AIFit: Automatic 3D Human-Interpretable Feedback Models for Fitness Training


I went to the gym today, but how well did I do? And where should I improve? Ah, my back hurts slightly… User engagement can be sustained and injuries avoided by being able to reconstruct 3d human pose, shape, and motion, relate it to good training practices, identify errors, and provide early, real-time feedback. In this paper we introduce the first automatic system, AIFit, that performs 3d human sensing for fitness training. The system can be used at home, outdoors, or at the gym. AIFit is able to reconstruct 3d human pose and motion, reliably segment exercise repetitions, and identify in real-time the deviations between standards learnt from trainers, and the execution of a trainee. As a result, localized, quantitative feedback for correct execution of exercises, reduced risk of injury, and continuous improvement is possible. To support research and evaluation, we introduce the first large scale dataset, Fit3D, containing over 3 million images and corresponding 3d human shape and motion capture ground truth configurations, with over 37 repeated exercises, covering all the major muscle groups, performed by instructors and trainees. Our statistical coach is governed by a global parameter that captures how critical it should be of a trainee’s performance.

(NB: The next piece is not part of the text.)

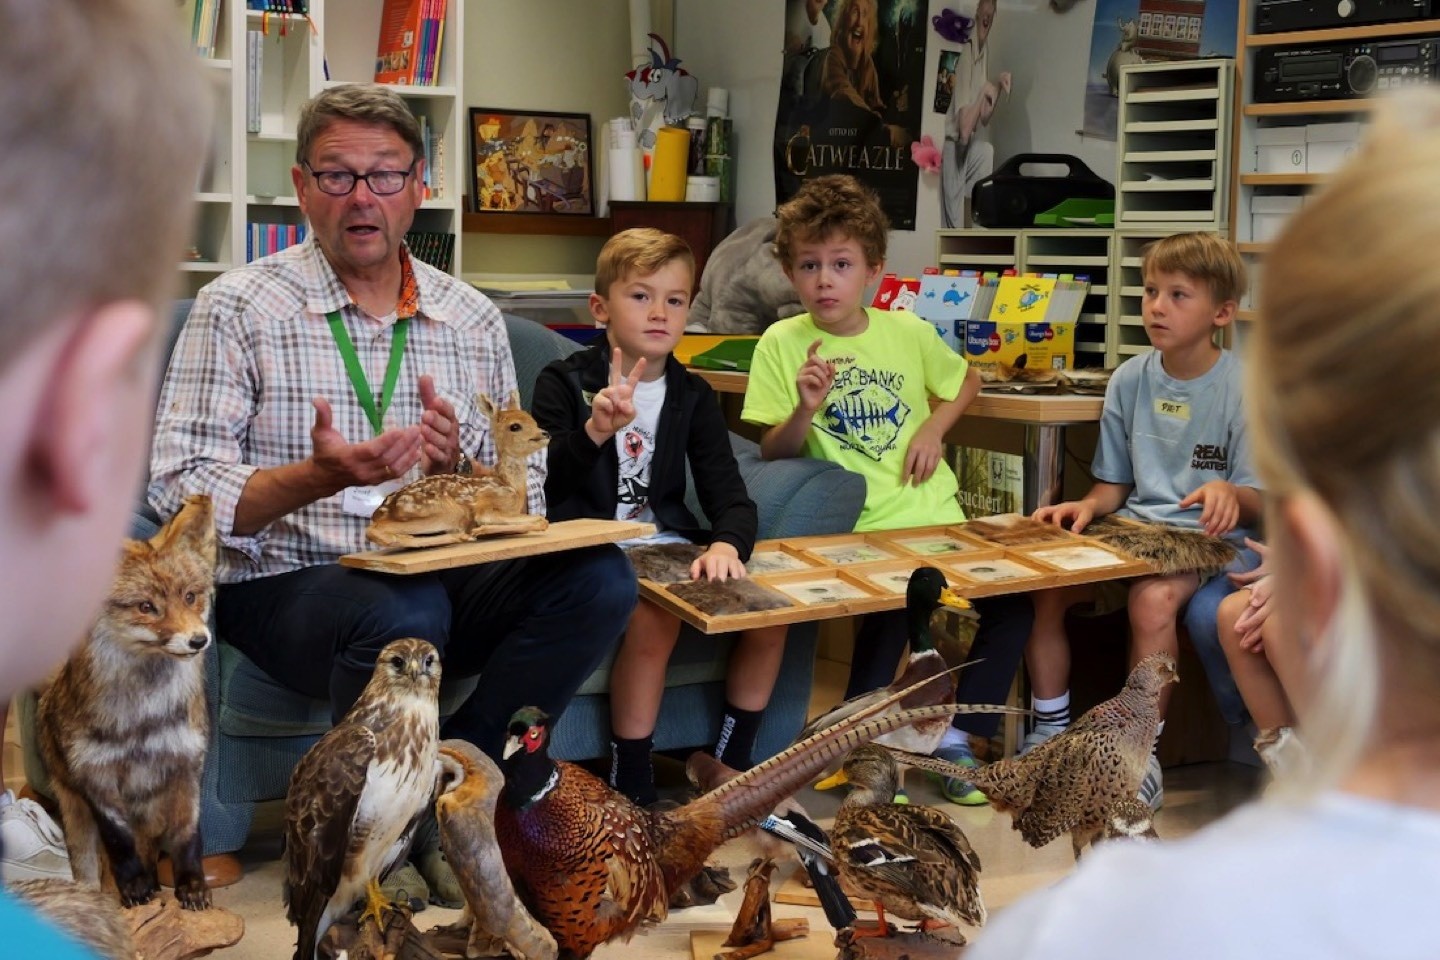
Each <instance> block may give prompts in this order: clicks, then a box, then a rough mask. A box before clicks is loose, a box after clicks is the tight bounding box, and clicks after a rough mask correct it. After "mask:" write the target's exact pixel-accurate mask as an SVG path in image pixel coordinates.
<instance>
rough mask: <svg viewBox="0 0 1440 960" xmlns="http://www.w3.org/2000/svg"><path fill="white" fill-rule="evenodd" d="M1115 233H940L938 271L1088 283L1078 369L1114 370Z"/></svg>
mask: <svg viewBox="0 0 1440 960" xmlns="http://www.w3.org/2000/svg"><path fill="white" fill-rule="evenodd" d="M1113 243H1115V232H1112V230H1089V229H1073V230H1060V229H1048V227H1034V229H1028V230H982V229H972V230H939V232H937V236H936V246H937V249H936V262H937V263H939V265H940V269H959V271H981V272H1001V271H1008V269H1014V271H1017V272H1020V273H1073V275H1076V276H1084V278H1089V281H1090V292H1089V294H1087V295H1086V301H1084V305H1083V307H1081V312H1080V321H1079V324H1077V325H1076V366H1081V367H1100V366H1115V363H1116V361H1115V354H1113V353H1112V351H1110V347H1109V344H1110V340H1112V337H1110V327H1112V304H1113V301H1115V296H1113V294H1115V291H1113V286H1112V276H1113V268H1112V263H1113V250H1112V248H1113Z"/></svg>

This is an important aspect that helps adapt to a student’s level of fitness (i.e. beginner vs. advanced vs. expert), or to the expected accuracy of a 3d pose reconstruction method. We show that, for different values of the global parameter, our feedback system based on 3d pose estimates achieves good accuracy compared to the one based on ground-truth motion capture. Our statistical coach offers feedback in natural language, and with spatio-temporal visual grounding.